Now you might imagine that a formal concession that the root study on the basis of which the drug went to clinical trials was invalid would be cause to call off the trials. Because mirth had taken the place of the model for the novel treatment approach. After all, humans were being treated with a very poisonous chemical (we’ll see below) for which there was no in vitro warrant, no evidence of any efficacy – no matter how ingeniously this smart drug had been engineered. According to a design brief like all good engineering projects. Assumed sound. One of its parameters being that reverse transcriptase is that distinct stuff mentioned earlier – and part of the tiny foe perpetrating the crimes, all likewise described. So it would be a big mistake to think we’re just going to dump it after all that time and trouble. After all that money invested in producing it, and all those high hopes of making so much more. No way.

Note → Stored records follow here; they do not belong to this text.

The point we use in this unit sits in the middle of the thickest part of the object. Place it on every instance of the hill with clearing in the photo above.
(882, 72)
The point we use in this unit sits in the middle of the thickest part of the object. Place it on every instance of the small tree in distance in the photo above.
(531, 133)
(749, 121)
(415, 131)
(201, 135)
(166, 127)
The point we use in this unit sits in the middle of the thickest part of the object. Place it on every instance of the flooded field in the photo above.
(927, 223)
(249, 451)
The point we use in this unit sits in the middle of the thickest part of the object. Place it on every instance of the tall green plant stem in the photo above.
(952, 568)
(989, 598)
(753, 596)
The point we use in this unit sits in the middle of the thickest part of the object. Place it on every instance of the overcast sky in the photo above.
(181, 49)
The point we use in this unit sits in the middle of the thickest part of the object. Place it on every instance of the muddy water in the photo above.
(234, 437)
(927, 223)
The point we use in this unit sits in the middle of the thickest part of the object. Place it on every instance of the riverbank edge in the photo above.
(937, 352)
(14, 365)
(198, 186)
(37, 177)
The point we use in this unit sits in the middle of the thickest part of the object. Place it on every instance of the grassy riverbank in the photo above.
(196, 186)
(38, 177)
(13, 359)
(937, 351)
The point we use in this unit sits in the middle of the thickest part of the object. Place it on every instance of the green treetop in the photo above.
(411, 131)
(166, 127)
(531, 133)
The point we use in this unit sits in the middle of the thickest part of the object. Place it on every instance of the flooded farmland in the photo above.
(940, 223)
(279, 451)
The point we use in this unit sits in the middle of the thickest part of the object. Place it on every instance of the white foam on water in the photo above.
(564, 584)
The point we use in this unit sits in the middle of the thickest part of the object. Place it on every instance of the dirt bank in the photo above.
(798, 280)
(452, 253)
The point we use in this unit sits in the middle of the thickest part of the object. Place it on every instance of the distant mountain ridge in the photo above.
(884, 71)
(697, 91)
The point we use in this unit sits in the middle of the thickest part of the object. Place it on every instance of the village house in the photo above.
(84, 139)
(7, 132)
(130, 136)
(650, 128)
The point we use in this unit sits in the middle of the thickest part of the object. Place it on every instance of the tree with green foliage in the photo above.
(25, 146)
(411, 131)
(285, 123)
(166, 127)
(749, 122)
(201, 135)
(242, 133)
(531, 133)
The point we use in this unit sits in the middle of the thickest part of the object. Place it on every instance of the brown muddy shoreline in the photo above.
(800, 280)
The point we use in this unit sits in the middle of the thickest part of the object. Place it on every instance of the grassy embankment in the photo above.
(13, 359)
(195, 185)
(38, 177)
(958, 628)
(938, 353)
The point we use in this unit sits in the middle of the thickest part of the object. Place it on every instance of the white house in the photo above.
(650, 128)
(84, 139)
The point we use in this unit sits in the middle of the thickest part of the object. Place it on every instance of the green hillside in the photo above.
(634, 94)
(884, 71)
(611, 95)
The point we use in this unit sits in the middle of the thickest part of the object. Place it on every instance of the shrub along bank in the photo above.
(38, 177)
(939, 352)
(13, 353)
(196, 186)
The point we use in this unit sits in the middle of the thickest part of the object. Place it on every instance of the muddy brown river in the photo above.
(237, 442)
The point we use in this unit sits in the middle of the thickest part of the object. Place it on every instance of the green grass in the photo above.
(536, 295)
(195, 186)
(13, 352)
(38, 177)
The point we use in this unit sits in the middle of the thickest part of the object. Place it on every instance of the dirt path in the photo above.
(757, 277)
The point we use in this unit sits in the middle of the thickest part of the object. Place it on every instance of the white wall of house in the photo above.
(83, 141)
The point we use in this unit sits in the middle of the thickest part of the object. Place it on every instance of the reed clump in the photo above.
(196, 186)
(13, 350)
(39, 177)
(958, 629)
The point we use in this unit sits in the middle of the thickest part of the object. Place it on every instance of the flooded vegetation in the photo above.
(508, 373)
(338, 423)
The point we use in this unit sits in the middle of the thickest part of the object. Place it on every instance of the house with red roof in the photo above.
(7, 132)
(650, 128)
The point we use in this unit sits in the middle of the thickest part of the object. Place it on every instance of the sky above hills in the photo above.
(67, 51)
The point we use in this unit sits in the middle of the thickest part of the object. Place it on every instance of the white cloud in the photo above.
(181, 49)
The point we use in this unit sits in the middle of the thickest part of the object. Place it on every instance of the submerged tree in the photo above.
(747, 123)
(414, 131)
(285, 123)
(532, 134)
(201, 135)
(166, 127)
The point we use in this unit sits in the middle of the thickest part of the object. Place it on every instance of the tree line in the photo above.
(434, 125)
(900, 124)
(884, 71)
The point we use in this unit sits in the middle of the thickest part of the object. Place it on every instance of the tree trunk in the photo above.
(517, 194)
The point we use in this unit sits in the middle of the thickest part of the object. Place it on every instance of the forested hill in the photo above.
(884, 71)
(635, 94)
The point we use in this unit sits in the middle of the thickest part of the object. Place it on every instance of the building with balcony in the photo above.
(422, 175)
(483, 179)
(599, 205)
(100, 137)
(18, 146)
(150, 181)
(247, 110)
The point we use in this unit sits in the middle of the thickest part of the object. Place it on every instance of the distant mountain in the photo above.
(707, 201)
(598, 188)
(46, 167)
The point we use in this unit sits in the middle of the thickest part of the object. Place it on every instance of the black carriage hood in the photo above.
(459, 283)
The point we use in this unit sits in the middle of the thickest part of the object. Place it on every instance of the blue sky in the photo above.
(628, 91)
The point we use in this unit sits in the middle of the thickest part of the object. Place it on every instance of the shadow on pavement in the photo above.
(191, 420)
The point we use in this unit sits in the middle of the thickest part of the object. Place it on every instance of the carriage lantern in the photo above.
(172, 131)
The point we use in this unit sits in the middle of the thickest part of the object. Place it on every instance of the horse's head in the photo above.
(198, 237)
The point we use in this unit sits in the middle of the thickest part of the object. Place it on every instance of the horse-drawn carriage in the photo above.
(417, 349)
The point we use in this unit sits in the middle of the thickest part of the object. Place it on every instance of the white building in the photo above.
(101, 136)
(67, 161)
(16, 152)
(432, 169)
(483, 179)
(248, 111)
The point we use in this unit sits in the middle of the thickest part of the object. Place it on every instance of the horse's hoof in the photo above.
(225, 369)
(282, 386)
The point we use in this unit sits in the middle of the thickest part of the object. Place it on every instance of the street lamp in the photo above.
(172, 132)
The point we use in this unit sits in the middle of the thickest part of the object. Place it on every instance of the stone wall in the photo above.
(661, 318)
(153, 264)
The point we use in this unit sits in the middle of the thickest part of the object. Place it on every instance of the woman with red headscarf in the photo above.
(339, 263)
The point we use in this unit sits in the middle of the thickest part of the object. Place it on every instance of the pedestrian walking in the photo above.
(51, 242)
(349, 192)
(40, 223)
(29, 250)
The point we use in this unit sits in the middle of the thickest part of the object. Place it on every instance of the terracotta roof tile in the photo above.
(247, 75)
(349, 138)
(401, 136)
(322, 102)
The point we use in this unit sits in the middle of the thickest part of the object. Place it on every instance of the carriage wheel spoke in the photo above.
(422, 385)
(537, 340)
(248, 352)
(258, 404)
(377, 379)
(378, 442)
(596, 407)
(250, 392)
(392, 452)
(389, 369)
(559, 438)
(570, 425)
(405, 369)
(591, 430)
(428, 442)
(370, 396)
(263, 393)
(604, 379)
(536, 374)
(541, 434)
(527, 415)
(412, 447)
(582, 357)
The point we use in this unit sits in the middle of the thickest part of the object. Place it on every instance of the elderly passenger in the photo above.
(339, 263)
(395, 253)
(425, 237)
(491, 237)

On completion of the clinical trials, this is what the investigators reported: (i) Combined with AZT and ddI in patients who’d taken antiretrovirals before, “nevirapine produced a sustained improvement in CD4 count when compared with ZDV [AZT] plus ddI.” (The fact that CD4 cell counting as a surrogate marker for clinical health had been discredited two years earlier in the biggest best longest AIDS drug trial yet conducted, the Concorde trial in England, Ireland and France, didn’t dampen the party.) (ii) The CD4 cell count boost was most pronounced among folk who’d been on AIDS drugs previously, with cell counts of between 50 and 200 mm3. (iii) In the case of antiretroviral drug-naïve patients (first-timers) with CD4 cell counts “between 200 and 600 cells/mm3, nevirapine plus AZT and ddI resulted in a 140-cell absolute change from baseline at 52 weeks, compared with a 26-cell increase with ZDV/ddI, and a 2-cell decrease with ZDV/nevirapine.” Looking at the last figure, couldn’t they see the futility of it all? You take AZT and nevirapine together and your cell count actually goes down by the end of the trial. We note that the trial overseers reported no effect on ‘viral load’, that is the measure, according to ‘AIDS experts’, of HIV infection levels, and their reduction by a given drug. (Subsequent investigations turned up reductions in ‘viral load’, but transient only, returning to baseline levels within weeks.)
On the basis of this crap, Boeringer Ingelheim duly made a pitch for FDA approval. Obviously nevirapine wouldn’t have made it out of the starting blocks in any ordinary drug evaluation process. But this was no ordinary procedure. It was a quickie.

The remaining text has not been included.